Looking at the reality show taking place in the boardroom at Viacom and Sumner Redstone’s National Amusements, analyst Tom Eagan of Telsey Advisory Group says he expects changes in Viacom’s board, which could lead to CEO Philippe Dauman being replaced.
Dauman is battling Redstone and his daughter Shari Redstone for control of a media empire including Viacom and CBS worth $40 billion.
“While Viacom’s recent results were disappointing, we believe the stock is oversold,” said Eagan, who rated Viacom stock as Outperform.
“Should [Sumner Redstone’s] Trust or R[edstone’s holding company, National Amusements] be successful in replacing CEO Dauman, we believe the Street would reward Viacom with a multiple closer in-line with its peers.” Eagan said in a research report.
Who might replace Dauman? Egan suggests former 21st Century Fox COO Chase Carey and former Disney COO Tom Staggs.
Viacom stock has been hovering near lows because of declining ratings and ad revenue.
Dauman in April said Viacom would sell a stake in Paramount Pictures. Sumner Redstone has said he opposes the sale.
Eagan says the stake sale is still likely.
“While Mr. Redstone has stated his opposition to the sale of a stake in Paramount, he might not be able to halt it. The Board has approved the stake sale and CEO Phillippe Dauman has indicated that the sale could close by end-of-June,” Eagan said. “We don't believe that Mr. Redstone (or the Trust) is in a position to replace enough Board members to reverse this decision by June.”

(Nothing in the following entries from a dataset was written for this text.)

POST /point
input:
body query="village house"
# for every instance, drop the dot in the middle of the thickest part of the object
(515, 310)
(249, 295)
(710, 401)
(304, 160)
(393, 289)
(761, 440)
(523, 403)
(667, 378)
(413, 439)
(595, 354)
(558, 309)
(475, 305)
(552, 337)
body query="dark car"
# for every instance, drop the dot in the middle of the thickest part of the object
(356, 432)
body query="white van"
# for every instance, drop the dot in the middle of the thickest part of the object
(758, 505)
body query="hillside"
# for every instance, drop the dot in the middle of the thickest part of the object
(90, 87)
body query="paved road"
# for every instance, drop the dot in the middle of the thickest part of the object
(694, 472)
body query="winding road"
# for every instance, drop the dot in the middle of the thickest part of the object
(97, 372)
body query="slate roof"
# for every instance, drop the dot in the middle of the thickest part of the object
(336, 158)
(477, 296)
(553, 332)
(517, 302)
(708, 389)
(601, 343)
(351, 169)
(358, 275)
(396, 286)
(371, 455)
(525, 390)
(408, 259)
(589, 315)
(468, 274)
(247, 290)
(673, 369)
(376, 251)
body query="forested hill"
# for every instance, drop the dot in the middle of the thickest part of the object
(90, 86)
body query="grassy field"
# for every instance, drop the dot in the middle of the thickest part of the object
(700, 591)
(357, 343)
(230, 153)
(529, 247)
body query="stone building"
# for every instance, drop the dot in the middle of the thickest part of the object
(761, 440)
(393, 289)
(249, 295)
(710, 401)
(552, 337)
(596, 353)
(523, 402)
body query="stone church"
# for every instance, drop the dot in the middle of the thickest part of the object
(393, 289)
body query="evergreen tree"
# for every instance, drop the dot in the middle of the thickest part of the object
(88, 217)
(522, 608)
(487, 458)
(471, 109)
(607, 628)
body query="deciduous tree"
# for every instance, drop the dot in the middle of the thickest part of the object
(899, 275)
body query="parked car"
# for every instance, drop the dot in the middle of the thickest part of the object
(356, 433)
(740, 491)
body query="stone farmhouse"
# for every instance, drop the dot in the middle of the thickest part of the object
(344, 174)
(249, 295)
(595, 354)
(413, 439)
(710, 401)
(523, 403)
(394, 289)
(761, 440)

Eagan estimates the sale would generate more than $1B in proceeds enabling Viacom to lower its debt leverage to its 2.75x target by 4Q16 (September 2016). The company would be able to both invest in the business and resume share repurchases.
Eagan also says that if Redstone ousts Dauman, a merger with CBS is unlikely.
He expects status quo at CBS, which is prospering under CEO Les Moonves.